In case you are still interested, this is the avr start-up file in 1.8.0  - it hasn't changed for a long time.

Code: [Select]
/* Copyright (c) 2002, Marek Michalkiewicz <marekm@amelek.gda.pl>
   Copyright (c) 2007, 2008 Eric B. Weddington
   All rights reserved.

   Redistribution and use in source and binary forms, with or without
   modification, are permitted provided that the following conditions are met:

   * Redistributions of source code must retain the above copyright
     notice, this list of conditions and the following disclaimer.

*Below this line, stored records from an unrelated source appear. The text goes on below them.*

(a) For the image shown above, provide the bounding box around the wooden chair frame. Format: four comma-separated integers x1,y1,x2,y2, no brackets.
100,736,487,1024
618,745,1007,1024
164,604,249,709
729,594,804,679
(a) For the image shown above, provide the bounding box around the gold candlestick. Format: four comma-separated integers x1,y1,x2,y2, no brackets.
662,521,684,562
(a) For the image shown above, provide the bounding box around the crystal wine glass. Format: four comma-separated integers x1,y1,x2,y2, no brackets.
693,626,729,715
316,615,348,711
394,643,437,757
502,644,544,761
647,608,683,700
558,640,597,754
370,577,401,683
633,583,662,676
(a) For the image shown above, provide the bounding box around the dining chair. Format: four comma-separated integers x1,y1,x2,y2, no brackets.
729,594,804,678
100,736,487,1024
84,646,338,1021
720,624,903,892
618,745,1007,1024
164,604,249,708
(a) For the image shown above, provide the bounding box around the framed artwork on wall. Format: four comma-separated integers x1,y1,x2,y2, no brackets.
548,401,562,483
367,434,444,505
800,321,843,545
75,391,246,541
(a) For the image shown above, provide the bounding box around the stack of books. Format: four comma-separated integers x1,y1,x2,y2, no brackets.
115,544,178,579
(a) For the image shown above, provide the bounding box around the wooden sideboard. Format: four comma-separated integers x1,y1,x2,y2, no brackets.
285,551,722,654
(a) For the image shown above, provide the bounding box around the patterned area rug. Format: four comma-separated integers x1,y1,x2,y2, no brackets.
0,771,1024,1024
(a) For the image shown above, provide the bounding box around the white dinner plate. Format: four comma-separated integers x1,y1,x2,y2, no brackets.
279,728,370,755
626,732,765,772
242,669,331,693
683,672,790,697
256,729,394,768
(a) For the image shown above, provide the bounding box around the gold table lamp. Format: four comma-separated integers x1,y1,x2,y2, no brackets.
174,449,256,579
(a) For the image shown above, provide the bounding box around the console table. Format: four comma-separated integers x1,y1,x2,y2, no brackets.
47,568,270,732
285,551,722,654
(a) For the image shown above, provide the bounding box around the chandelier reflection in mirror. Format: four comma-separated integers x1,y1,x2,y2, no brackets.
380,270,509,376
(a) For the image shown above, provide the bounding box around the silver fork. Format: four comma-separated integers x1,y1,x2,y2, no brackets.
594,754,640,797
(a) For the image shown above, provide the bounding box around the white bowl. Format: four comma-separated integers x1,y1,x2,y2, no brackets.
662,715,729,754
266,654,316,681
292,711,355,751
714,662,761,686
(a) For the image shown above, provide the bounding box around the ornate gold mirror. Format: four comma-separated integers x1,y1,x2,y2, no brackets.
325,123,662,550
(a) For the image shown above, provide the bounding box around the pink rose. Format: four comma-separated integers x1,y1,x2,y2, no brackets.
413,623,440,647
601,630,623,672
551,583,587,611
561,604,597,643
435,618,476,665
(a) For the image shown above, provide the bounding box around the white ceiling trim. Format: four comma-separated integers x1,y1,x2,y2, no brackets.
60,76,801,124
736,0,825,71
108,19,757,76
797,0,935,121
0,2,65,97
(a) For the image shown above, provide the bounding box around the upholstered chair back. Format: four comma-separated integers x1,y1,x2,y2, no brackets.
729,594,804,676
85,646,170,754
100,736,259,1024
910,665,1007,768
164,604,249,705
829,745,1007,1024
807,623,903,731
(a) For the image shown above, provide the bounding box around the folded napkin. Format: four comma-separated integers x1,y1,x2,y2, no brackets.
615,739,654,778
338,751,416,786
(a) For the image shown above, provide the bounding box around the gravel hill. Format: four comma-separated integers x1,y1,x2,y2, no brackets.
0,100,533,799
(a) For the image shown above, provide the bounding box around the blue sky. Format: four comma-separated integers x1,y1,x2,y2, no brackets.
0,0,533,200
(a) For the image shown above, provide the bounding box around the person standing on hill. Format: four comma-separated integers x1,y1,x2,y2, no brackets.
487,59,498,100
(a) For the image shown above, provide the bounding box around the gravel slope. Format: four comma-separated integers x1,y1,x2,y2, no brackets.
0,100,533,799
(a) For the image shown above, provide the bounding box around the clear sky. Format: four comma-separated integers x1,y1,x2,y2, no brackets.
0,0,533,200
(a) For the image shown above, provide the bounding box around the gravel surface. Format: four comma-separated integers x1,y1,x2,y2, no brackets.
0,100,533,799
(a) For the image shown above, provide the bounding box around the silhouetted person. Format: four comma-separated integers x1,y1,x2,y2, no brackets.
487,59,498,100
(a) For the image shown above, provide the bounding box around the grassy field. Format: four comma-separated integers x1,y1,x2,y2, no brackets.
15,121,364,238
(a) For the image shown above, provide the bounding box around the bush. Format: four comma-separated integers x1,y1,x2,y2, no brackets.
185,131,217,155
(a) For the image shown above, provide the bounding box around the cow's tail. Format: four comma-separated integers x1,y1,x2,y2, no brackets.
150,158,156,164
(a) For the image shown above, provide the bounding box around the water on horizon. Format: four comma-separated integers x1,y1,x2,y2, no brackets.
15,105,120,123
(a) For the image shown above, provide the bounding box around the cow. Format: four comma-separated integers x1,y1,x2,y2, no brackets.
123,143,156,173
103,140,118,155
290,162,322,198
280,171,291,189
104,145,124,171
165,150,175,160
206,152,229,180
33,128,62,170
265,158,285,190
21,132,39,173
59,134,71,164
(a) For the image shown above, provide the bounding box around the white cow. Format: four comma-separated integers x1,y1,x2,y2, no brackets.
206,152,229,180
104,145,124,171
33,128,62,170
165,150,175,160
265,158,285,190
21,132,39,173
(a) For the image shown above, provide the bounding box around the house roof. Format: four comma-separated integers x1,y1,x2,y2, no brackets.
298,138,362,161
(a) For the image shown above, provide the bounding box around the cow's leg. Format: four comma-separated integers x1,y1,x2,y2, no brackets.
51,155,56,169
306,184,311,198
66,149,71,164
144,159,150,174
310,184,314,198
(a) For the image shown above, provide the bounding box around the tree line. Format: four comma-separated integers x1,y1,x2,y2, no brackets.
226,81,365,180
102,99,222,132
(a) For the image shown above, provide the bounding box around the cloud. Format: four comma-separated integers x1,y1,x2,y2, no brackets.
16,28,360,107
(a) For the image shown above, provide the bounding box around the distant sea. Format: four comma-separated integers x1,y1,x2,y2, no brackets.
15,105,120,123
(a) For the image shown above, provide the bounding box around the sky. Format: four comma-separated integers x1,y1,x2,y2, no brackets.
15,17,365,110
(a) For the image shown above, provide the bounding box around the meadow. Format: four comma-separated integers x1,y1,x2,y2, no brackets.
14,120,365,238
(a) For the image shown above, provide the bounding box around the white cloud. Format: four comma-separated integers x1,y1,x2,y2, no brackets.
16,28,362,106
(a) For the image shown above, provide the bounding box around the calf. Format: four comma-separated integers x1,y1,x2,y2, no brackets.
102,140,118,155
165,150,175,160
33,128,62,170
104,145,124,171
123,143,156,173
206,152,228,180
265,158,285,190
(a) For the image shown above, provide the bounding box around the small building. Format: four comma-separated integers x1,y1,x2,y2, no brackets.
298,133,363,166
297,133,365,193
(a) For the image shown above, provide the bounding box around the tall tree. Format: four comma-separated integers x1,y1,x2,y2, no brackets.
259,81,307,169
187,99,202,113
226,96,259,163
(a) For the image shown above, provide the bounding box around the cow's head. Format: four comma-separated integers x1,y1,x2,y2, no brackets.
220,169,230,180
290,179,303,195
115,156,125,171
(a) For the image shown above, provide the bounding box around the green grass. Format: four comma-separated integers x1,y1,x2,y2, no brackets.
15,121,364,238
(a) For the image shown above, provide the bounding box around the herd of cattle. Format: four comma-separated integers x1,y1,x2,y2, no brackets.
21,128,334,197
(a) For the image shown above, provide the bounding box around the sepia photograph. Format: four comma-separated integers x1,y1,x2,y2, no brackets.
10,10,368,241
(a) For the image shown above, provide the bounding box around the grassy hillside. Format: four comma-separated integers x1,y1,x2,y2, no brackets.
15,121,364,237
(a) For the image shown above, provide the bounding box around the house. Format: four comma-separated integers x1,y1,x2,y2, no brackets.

   * Redistributions in binary form must reproduce the above copyright
     notice, this list of conditions and the following disclaimer in
     the documentation and/or other materials provided with the
     distribution.

   * Neither the name of the copyright holders nor the names of
     contributors may be used to endorse or promote products derived
     from this software without specific prior written permission.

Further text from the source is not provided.